Dry Tortugas Islands, Florida
Fort Jefferson ... One of America's most unusual national monuments was at one time the most dreaded prison in the country. Fort Jefferson, located on a tiny coral islet about 120 mi. west of the southern tip of Florida, had a reputation in the 19th century as the most evil of penal institutions.
Actually, Fort Jefferson was not originally built to be a prison, but instead was a military emplacement off the shores of America, designed to strengthen the nation's security. It was to be the Gibraltar of America.
Construction of Fort Jefferson began in 1846. All materials were transported from Philadelphia, 1,300 mi. away by sea. The immense structure became the largest mass of unreinforced masonry ever constructed by Americans. It is a 6-sided structure surrounding a plot of land as big as 20 football fields.
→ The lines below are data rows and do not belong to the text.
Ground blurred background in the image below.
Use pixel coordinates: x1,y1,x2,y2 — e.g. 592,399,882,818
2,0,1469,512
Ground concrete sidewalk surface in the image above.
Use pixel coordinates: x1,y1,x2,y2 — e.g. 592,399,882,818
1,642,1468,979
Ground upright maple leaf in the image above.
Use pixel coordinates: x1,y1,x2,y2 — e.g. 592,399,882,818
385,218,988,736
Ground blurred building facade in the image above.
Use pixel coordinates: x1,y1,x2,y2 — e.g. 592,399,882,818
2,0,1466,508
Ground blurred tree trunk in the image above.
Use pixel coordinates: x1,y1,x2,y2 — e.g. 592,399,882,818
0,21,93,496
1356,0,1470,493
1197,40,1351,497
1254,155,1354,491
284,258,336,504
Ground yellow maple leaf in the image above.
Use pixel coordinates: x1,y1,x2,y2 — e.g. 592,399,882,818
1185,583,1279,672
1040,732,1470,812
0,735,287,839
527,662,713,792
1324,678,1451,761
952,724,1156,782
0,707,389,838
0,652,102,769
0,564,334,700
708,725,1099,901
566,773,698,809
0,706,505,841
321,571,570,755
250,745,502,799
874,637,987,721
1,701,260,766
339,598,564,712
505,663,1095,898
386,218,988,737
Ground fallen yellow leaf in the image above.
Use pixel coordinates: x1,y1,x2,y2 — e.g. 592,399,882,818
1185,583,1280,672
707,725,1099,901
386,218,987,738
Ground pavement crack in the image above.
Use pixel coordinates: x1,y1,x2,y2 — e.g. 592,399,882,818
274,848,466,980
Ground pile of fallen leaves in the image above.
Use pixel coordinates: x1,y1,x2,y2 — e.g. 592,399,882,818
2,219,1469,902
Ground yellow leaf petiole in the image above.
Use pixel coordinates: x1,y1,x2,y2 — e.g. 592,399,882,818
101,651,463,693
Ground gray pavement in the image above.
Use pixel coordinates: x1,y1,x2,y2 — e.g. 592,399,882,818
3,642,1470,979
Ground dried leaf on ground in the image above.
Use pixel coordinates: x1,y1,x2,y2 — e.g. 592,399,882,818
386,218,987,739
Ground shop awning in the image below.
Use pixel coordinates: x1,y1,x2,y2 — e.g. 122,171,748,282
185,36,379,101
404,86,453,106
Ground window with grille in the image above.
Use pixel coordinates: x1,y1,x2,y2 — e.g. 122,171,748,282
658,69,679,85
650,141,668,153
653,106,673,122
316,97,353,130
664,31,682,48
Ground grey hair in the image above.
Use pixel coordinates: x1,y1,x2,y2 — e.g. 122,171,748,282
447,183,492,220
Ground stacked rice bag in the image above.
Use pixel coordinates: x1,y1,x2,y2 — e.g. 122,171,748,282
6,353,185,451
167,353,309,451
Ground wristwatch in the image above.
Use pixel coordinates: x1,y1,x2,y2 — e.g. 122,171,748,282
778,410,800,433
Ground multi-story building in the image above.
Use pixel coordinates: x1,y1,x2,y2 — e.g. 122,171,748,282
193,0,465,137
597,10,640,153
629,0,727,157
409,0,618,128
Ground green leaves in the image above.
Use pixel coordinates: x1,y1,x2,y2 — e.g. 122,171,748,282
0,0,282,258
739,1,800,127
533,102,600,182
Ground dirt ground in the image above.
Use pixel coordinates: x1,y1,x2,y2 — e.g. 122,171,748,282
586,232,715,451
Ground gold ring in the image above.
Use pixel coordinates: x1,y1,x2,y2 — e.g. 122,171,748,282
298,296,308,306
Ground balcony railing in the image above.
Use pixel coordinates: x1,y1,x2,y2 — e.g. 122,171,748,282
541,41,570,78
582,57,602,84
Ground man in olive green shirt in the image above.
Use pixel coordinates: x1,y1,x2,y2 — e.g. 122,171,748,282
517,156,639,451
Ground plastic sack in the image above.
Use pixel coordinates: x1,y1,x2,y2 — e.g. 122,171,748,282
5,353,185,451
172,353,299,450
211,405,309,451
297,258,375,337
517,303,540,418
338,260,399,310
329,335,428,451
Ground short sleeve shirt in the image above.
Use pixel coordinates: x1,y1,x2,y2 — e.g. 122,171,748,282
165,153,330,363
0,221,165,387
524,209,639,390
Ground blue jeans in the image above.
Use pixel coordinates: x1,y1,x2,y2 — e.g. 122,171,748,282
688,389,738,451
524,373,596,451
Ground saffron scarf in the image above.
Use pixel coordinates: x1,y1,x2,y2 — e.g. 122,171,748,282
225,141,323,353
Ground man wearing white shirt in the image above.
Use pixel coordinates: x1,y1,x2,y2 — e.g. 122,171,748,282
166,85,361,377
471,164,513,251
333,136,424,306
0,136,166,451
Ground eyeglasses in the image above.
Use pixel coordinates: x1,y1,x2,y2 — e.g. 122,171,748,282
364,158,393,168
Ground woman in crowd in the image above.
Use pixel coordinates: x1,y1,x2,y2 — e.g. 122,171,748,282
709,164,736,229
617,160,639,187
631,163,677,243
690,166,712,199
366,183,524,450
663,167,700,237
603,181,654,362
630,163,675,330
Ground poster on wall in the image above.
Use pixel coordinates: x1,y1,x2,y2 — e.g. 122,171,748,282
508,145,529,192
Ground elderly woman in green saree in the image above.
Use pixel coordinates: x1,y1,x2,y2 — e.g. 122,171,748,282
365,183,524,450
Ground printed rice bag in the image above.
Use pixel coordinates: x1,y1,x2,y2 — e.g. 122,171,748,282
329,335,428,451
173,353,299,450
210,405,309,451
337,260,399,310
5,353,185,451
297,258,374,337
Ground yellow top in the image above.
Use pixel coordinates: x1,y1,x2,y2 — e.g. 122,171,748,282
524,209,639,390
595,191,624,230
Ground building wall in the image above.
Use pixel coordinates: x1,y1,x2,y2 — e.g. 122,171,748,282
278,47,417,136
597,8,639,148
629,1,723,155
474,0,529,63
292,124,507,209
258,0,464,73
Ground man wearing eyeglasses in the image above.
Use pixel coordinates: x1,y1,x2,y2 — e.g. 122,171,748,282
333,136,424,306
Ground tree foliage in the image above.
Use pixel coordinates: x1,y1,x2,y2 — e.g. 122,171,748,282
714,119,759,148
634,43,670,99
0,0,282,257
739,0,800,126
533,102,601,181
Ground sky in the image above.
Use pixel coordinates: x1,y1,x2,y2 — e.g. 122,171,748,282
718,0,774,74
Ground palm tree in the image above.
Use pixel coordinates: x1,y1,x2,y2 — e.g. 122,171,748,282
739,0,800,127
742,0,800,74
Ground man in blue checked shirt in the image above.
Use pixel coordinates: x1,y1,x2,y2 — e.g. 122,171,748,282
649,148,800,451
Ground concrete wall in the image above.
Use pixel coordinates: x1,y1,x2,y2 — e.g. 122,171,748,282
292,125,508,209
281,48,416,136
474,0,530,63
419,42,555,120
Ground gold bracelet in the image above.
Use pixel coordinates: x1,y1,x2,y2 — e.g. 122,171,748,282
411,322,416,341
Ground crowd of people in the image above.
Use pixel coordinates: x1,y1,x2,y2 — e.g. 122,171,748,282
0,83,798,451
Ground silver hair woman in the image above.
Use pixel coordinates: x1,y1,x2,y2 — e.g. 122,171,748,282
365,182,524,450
The 50'-high walls are built right on the Gulf. Once the structure was completed, the Government shipped in 400 guns, which were mounted in place to "assure the country's well-being."
But Fort Jefferson, built at a cost of $1 a brick, turned out to be a fiasco. The Army discovered much too late that the water around the fort was so shallow that it would be impossible for enemy boats to travel within cannon range of the islet.
Realizing that the fort was useless for military purposes, the Government then decided to turn it into a prison. Beginning during the Civil War, therefore, it was used to house convicts.